# Training in Brax

Once an environment is created in brax, we can quickly train it using brax's built-in training algorithms. Let's try it out!

In [1]:
#@markdown ## ⚠️ PLEASE NOTE:
#@markdown This colab runs best using a GPU runtime.  From the Colab menu, choose Runtime > Change Runtime Type, then select **'GPU'** in the dropdown.

import functools
import jax
import os

from datetime import datetime
from jax import numpy as jp
import matplotlib.pyplot as plt

from IPython.display import HTML, clear_output


import brax

import flax
from brax import envs
from brax.io import model
from brax.io import json
from brax.io import html
from brax.training.agents.ppo import train as ppo
from brax.training.agents.sac import train as sac

First let's pick an environment and a backend to train an agent in. 
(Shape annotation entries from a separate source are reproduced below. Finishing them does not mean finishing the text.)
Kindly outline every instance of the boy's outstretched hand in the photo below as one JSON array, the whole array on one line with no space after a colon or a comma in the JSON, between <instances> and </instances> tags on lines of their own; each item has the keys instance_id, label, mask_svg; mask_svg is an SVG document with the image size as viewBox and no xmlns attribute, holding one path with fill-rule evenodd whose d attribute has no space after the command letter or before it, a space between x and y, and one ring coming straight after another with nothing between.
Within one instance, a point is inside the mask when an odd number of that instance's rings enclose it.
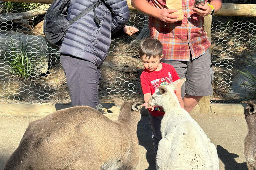
<instances>
[{"instance_id":1,"label":"boy's outstretched hand","mask_svg":"<svg viewBox=\"0 0 256 170\"><path fill-rule=\"evenodd\" d=\"M154 107L149 105L148 102L145 102L144 104L141 105L141 106L142 107L145 106L145 109L151 109L151 112L154 110Z\"/></svg>"},{"instance_id":2,"label":"boy's outstretched hand","mask_svg":"<svg viewBox=\"0 0 256 170\"><path fill-rule=\"evenodd\" d=\"M126 26L124 27L124 32L130 36L133 35L138 31L139 30L134 27Z\"/></svg>"}]
</instances>

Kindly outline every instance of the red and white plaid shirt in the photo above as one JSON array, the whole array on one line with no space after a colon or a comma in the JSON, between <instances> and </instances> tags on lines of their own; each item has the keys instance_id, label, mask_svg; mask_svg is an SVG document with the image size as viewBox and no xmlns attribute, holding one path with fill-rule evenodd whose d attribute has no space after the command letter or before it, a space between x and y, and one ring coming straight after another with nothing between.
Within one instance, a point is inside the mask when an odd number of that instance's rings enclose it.
<instances>
[{"instance_id":1,"label":"red and white plaid shirt","mask_svg":"<svg viewBox=\"0 0 256 170\"><path fill-rule=\"evenodd\" d=\"M166 0L147 0L158 8L166 8ZM182 1L183 20L169 24L149 16L149 32L163 44L164 59L189 61L190 52L192 59L199 57L211 45L211 41L204 31L204 17L192 11L194 0L173 0Z\"/></svg>"}]
</instances>

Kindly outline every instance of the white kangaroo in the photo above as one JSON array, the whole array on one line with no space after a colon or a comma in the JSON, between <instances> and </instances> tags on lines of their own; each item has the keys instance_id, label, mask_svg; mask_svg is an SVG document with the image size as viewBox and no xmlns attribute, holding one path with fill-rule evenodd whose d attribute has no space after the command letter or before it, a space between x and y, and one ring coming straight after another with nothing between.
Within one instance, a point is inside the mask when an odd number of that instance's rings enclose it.
<instances>
[{"instance_id":1,"label":"white kangaroo","mask_svg":"<svg viewBox=\"0 0 256 170\"><path fill-rule=\"evenodd\" d=\"M174 93L185 81L180 79L166 87L159 87L148 100L149 105L162 106L165 112L161 123L163 138L157 154L157 169L219 170L216 147L180 106Z\"/></svg>"}]
</instances>

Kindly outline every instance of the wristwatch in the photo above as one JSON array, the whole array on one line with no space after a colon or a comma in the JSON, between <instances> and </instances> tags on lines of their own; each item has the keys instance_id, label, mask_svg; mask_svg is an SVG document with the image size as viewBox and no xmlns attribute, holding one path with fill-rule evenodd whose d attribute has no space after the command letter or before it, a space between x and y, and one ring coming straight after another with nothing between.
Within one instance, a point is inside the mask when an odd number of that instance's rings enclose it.
<instances>
[{"instance_id":1,"label":"wristwatch","mask_svg":"<svg viewBox=\"0 0 256 170\"><path fill-rule=\"evenodd\" d=\"M207 5L211 7L211 8L212 8L212 10L210 12L210 14L209 14L208 15L213 15L213 13L214 12L214 8L213 8L213 7L211 5L210 5L209 4L208 4Z\"/></svg>"}]
</instances>

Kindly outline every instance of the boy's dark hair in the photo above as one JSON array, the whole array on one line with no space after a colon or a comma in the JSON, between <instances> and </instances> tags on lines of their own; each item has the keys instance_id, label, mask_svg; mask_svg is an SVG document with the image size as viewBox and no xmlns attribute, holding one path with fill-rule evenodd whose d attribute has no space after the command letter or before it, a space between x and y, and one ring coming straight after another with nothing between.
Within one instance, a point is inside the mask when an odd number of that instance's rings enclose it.
<instances>
[{"instance_id":1,"label":"boy's dark hair","mask_svg":"<svg viewBox=\"0 0 256 170\"><path fill-rule=\"evenodd\" d=\"M149 59L161 56L163 53L163 45L158 40L147 38L143 40L139 47L139 55L140 58L146 54Z\"/></svg>"}]
</instances>

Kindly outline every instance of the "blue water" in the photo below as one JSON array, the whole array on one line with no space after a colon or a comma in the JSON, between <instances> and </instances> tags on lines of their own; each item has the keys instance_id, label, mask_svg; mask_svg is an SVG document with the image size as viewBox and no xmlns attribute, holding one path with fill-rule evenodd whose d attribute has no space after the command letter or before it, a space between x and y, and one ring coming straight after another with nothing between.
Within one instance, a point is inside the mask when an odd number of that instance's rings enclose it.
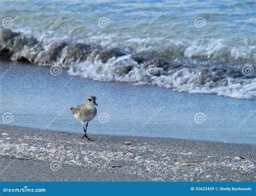
<instances>
[{"instance_id":1,"label":"blue water","mask_svg":"<svg viewBox=\"0 0 256 196\"><path fill-rule=\"evenodd\" d=\"M11 113L10 125L82 134L69 109L93 94L89 134L256 144L255 5L1 1L0 115ZM4 55L17 64L10 68ZM51 74L52 66L62 74Z\"/></svg>"},{"instance_id":2,"label":"blue water","mask_svg":"<svg viewBox=\"0 0 256 196\"><path fill-rule=\"evenodd\" d=\"M93 80L256 99L255 1L4 1L0 6L1 30L22 33L15 39L0 33L0 50L7 47L12 61L58 65ZM151 66L156 74L146 74Z\"/></svg>"},{"instance_id":3,"label":"blue water","mask_svg":"<svg viewBox=\"0 0 256 196\"><path fill-rule=\"evenodd\" d=\"M8 66L6 62L2 63L1 73ZM21 64L1 79L1 84L0 115L12 114L14 119L10 125L82 134L81 124L69 109L83 103L88 95L93 94L99 106L97 116L89 123L89 134L256 143L256 113L239 126L256 109L255 100L94 81L69 76L64 71L55 76L49 68ZM109 122L99 122L102 113L108 114ZM205 116L201 123L194 119L198 113ZM1 123L5 124L2 121Z\"/></svg>"}]
</instances>

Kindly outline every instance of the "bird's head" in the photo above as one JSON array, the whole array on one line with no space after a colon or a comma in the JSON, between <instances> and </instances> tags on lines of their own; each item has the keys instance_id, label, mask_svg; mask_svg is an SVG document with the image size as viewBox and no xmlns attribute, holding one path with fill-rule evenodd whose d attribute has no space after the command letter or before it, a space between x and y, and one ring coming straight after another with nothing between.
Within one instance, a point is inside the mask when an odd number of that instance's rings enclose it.
<instances>
[{"instance_id":1,"label":"bird's head","mask_svg":"<svg viewBox=\"0 0 256 196\"><path fill-rule=\"evenodd\" d=\"M98 104L96 103L96 97L93 95L90 95L86 99L86 104L93 104L98 106Z\"/></svg>"}]
</instances>

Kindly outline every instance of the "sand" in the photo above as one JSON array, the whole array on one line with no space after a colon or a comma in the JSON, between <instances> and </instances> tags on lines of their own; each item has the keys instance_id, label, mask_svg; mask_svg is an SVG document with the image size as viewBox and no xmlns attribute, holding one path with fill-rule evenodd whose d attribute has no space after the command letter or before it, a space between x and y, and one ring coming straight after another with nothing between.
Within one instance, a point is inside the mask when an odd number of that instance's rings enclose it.
<instances>
[{"instance_id":1,"label":"sand","mask_svg":"<svg viewBox=\"0 0 256 196\"><path fill-rule=\"evenodd\" d=\"M0 180L256 180L255 145L82 135L0 125Z\"/></svg>"}]
</instances>

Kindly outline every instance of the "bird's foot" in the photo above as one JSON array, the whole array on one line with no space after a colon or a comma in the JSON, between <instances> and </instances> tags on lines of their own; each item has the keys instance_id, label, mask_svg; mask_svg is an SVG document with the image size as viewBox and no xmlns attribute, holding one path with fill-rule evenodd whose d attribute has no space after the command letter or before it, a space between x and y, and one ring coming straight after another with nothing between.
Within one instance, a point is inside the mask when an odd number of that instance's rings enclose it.
<instances>
[{"instance_id":1,"label":"bird's foot","mask_svg":"<svg viewBox=\"0 0 256 196\"><path fill-rule=\"evenodd\" d=\"M95 139L92 139L91 137L87 137L87 141L91 141L91 142L93 142L93 141L95 141Z\"/></svg>"}]
</instances>

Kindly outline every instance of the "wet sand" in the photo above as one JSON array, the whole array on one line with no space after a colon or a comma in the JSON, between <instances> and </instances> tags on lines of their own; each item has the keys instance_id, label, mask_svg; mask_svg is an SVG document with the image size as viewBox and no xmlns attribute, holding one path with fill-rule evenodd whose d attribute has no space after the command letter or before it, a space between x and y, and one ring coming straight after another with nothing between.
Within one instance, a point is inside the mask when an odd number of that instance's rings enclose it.
<instances>
[{"instance_id":1,"label":"wet sand","mask_svg":"<svg viewBox=\"0 0 256 196\"><path fill-rule=\"evenodd\" d=\"M0 125L0 180L256 180L255 145L82 135Z\"/></svg>"}]
</instances>

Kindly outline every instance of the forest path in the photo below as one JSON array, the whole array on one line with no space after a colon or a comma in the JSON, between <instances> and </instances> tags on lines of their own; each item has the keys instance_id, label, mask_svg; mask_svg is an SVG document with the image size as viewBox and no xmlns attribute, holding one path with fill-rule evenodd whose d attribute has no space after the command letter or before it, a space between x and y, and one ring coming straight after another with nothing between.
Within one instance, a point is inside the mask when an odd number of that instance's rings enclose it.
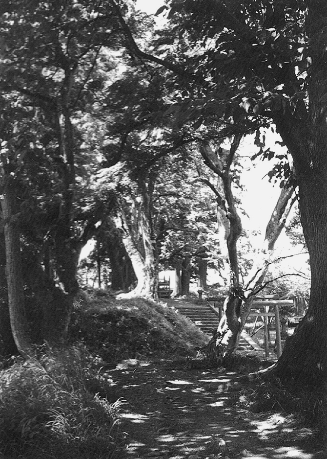
<instances>
[{"instance_id":1,"label":"forest path","mask_svg":"<svg viewBox=\"0 0 327 459\"><path fill-rule=\"evenodd\" d=\"M249 412L240 391L247 383L235 373L137 360L108 373L117 396L128 402L127 459L326 458L301 442L299 431L294 437L287 417Z\"/></svg>"}]
</instances>

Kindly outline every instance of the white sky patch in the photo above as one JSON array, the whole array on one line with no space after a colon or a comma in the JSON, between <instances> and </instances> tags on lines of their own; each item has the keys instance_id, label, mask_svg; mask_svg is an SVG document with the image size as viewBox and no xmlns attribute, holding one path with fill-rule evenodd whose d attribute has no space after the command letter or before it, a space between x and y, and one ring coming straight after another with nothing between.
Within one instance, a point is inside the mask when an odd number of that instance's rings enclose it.
<instances>
[{"instance_id":1,"label":"white sky patch","mask_svg":"<svg viewBox=\"0 0 327 459\"><path fill-rule=\"evenodd\" d=\"M136 7L148 14L154 14L164 3L164 0L137 0Z\"/></svg>"}]
</instances>

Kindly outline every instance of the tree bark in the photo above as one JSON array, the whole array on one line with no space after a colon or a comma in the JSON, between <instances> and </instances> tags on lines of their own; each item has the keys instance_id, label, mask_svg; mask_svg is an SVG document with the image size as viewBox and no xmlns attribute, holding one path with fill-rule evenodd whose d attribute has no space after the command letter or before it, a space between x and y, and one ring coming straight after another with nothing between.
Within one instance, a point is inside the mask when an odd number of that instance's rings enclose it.
<instances>
[{"instance_id":1,"label":"tree bark","mask_svg":"<svg viewBox=\"0 0 327 459\"><path fill-rule=\"evenodd\" d=\"M191 257L186 256L182 261L181 287L182 295L189 295L190 280L191 278Z\"/></svg>"},{"instance_id":2,"label":"tree bark","mask_svg":"<svg viewBox=\"0 0 327 459\"><path fill-rule=\"evenodd\" d=\"M319 390L327 378L327 230L322 223L327 218L327 163L320 171L299 178L301 222L310 254L309 307L294 335L286 339L274 370L295 391L304 386Z\"/></svg>"},{"instance_id":3,"label":"tree bark","mask_svg":"<svg viewBox=\"0 0 327 459\"><path fill-rule=\"evenodd\" d=\"M207 260L205 258L198 258L198 269L199 270L198 287L204 290L207 288L206 283Z\"/></svg>"},{"instance_id":4,"label":"tree bark","mask_svg":"<svg viewBox=\"0 0 327 459\"><path fill-rule=\"evenodd\" d=\"M10 325L17 349L22 356L27 357L33 355L34 351L25 308L20 236L15 215L15 182L8 176L4 177L3 181L4 190L1 198L1 207L4 222L6 276Z\"/></svg>"},{"instance_id":5,"label":"tree bark","mask_svg":"<svg viewBox=\"0 0 327 459\"><path fill-rule=\"evenodd\" d=\"M179 297L182 294L182 281L181 279L182 264L181 261L179 260L174 261L173 262L173 266L174 271L175 281L174 289L171 294L171 298L175 298L176 297Z\"/></svg>"},{"instance_id":6,"label":"tree bark","mask_svg":"<svg viewBox=\"0 0 327 459\"><path fill-rule=\"evenodd\" d=\"M108 255L111 268L111 288L114 291L127 292L136 281L133 265L113 224L106 241Z\"/></svg>"},{"instance_id":7,"label":"tree bark","mask_svg":"<svg viewBox=\"0 0 327 459\"><path fill-rule=\"evenodd\" d=\"M117 298L157 298L156 264L150 224L145 208L146 200L142 196L134 200L131 221L129 221L122 199L119 215L115 220L116 226L122 231L122 240L132 263L137 284L131 292L120 294Z\"/></svg>"}]
</instances>

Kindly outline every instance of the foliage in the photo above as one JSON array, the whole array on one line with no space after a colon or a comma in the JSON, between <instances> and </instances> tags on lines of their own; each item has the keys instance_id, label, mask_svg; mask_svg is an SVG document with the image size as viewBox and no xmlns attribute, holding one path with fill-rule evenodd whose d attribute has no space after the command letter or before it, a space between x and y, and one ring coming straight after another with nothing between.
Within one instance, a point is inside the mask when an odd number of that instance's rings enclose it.
<instances>
[{"instance_id":1,"label":"foliage","mask_svg":"<svg viewBox=\"0 0 327 459\"><path fill-rule=\"evenodd\" d=\"M41 350L38 360L18 361L0 374L0 451L5 457L116 458L123 446L122 403L88 390L96 381L94 356L82 347Z\"/></svg>"},{"instance_id":2,"label":"foliage","mask_svg":"<svg viewBox=\"0 0 327 459\"><path fill-rule=\"evenodd\" d=\"M206 343L190 321L162 303L87 296L73 313L71 339L112 364L122 359L194 355Z\"/></svg>"},{"instance_id":3,"label":"foliage","mask_svg":"<svg viewBox=\"0 0 327 459\"><path fill-rule=\"evenodd\" d=\"M239 403L243 407L256 413L270 411L291 414L297 424L295 428L299 430L304 425L310 427L311 431L307 431L307 437L314 432L320 440L326 441L327 400L324 390L314 392L308 388L302 388L294 393L278 378L271 374L267 378L264 374L243 388L239 395Z\"/></svg>"}]
</instances>

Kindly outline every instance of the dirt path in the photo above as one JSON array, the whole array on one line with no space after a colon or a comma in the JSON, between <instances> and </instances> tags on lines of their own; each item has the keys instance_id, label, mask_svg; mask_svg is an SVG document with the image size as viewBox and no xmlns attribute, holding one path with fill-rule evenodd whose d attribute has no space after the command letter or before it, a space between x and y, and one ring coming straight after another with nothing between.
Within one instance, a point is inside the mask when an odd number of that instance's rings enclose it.
<instances>
[{"instance_id":1,"label":"dirt path","mask_svg":"<svg viewBox=\"0 0 327 459\"><path fill-rule=\"evenodd\" d=\"M235 373L190 369L184 363L126 361L110 372L127 400L127 459L323 459L294 441L277 414L249 413ZM227 396L227 391L235 391ZM237 407L230 399L239 401Z\"/></svg>"}]
</instances>

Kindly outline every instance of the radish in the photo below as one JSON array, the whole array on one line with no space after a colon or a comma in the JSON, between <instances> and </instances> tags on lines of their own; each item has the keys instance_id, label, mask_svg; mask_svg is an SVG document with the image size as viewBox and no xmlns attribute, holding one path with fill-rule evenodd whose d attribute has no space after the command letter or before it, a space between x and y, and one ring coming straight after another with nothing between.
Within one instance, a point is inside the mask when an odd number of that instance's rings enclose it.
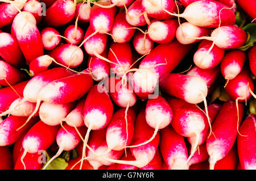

Recall from the [Brax Basics](https://github.com/google/brax/blob/main/notebooks/basics.ipynb) colab, that the backend specifies which physics engine to use, each with different trade-offs between physical realism and training throughput/speed. The engines generally decrease in physical realism but increase in speed in the following order: `generalized`,  `positional`, then `spring`.


In [2]:
import importlib
importlib.reload(brax)

from brax.envs.fd.finger import Finger

env = Finger()
state = jax.jit(env.reset)(rng=jax.random.PRNGKey(seed=0))

# Training

Brax provides out of the box the following training algorithms:

* [Proximal policy optimization](https://github.com/google/brax/blob/main/brax/training/agents/ppo/train.py)
* [Soft actor-critic](https://github.com/google/brax/blob/main/brax/training/agents/sac/train.py)
* [Evolutionary strategy](https://github.com/google/brax/blob/main/brax/training/agents/es/train.py)
* [Analytic policy gradients](https://github.com/google/brax/blob/main/brax/training/agents/apg/train.py)
* [Augmented random search](https://github.com/google/brax/blob/main/brax/training/agents/ars/train.py)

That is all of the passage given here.